Все это разношерстное общество жило в невероятной тесноте, страшно ругало правительство, короля, надзирателей, тюремную еду и с нетерпением ждало освобождения. Республиканцы вели себя сдержаннее остальных, словно готовясь к будущей борьбе. Ежевечерним пением «Марсельезы» они как бы приносили присягу в верности своему делу.

Скучать, особенно в первые дни, Домье не пришлось. Новые люди и необычные впечатления так занимали Оноре, что он часто забывал о своем горестном положении узника.

Один из сидевших в тюрьме воров, считавший себя физиономистом, усмотрел в спокойной любознательности Домье черты опытного и уверенного преступника. Несколько раз он задавал Оноре вопросы на воровском жаргоне, которые тот, естественно, не понимал и потому оставлял без ответа. Такая сдержанность еще больше возбудила любопытство мошенника. Он все время пытался вызвать Домье на откровенность, давая понять, что видит в нем своего коллегу. Оноре от души развлекался, но продолжал хранить важное молчание.

— Послушай, — продолжал настаивать вор, — ну почему ты не хочешь рассказать, за что ты сел?

Решив выдержать до конца взятую на себя роль, Домье ответил драматическим шепотом:

— Этого ты никогда не узнаешь — это тайна!

Впрочем, Домье недолго хранил инкогнито. В первый же день, когда он, вытащив бумагу и карандаш, уселся рисовать, вокруг стали собираться люди. Лишенные развлечений, принужденные целыми днями любоваться облупленными стенами Сент-Пелажи, заключенные были рады любому событию. Набросок, рождающийся на клочке бумаги, приводил их в восхищение.

Домье ничего не замечал и продолжал рисовать, по временам что-то напевая себе под нос. А между тем подходили все новые арестанты. Оноре не видел, как за его спиной собралась небольшая толпа, и лишь одобрительный возглас одного из зрителей заставил его оглянуться. Домье встал и хотел было искать другое место для работы, но поневоле остановился. Люди, стоящие вокруг, смотрели на него с таким трогательным уважением и интересом, что было просто немыслимо повернуть им спину. Оноре попросили показать рисунок. Маленький набросок переходил из рук в руки, его разглядывали как диковинку, с недоверчивым любопытством.
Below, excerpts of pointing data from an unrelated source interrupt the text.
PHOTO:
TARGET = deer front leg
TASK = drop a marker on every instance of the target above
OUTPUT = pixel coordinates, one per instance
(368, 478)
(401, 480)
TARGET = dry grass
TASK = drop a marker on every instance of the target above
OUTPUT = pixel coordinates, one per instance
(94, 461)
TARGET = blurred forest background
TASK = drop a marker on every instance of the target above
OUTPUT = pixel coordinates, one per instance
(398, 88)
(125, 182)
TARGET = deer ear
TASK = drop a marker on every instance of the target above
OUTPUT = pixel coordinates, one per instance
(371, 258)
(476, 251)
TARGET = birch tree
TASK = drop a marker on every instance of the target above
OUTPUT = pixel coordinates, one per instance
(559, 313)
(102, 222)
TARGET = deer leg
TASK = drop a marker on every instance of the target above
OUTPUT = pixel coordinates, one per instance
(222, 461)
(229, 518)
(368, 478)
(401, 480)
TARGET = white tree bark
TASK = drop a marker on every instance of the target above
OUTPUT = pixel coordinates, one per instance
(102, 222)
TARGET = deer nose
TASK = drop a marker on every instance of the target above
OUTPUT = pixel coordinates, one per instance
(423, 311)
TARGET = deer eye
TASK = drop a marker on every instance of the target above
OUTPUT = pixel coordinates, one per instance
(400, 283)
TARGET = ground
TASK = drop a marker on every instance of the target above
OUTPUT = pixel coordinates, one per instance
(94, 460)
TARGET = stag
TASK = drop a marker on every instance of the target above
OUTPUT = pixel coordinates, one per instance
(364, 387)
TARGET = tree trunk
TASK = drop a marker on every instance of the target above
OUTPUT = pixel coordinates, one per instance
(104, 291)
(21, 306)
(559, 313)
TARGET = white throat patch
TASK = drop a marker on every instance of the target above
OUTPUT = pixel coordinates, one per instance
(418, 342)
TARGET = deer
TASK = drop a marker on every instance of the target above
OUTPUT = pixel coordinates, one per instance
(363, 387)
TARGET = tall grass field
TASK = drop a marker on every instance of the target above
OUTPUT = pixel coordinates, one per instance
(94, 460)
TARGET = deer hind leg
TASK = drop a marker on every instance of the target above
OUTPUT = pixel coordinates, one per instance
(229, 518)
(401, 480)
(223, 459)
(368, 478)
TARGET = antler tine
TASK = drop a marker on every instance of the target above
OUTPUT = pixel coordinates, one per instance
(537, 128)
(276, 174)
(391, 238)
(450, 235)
Домье стали расспрашивать, кто он такой и за что он попал в Сент-Пелажи. Немного сконфуженный этим неожиданным вниманием, Оноре объяснил, что он художник и что попал в тюрьму за карикатуру на Луи Филиппа. Домье собрался было добросовестно описать свою литографию, но ее название сразу же вызвало восторженные восклицания. Оказывается, многие помнили карикатуру, хотя с 15 декабря прошло более полугода. То, что среди них находится художник, так замечательно высмеявший ненавистного короля, приводило в восторг заключенных. Кто-то сунул в руку Оноре хорошую сигару, его хлопали по плечу, пожимали ему руки.

Оноре чувствовал, что краснеет. Вокруг него стояли недавние бойцы, может быть настоящие герои, и смотрели на него с таким почтительным уважением, как будто не они, а сам Домье дрался на баррикадах и рисковал жизнью.

С этого дня Оноре почувствовал себя в кругу друзей и уже не смущался, когда за его спиной выстраивались зрители. Заключенные в Сент-Пелажи республиканцы смотрели на Домье, как на своего соратника в борьбе, и держались с ним, как с испытанным товарищем. Это и смущало и радовало его. Как ни странно, но именно здесь, в тюрьме, Оноре впервые по-настоящему понял, насколько дорого и необходимо людям его искусство. Он с гордостью носил красный колпак и каждый вечер пел «Марсельезу» вместе со своими новыми друзьями.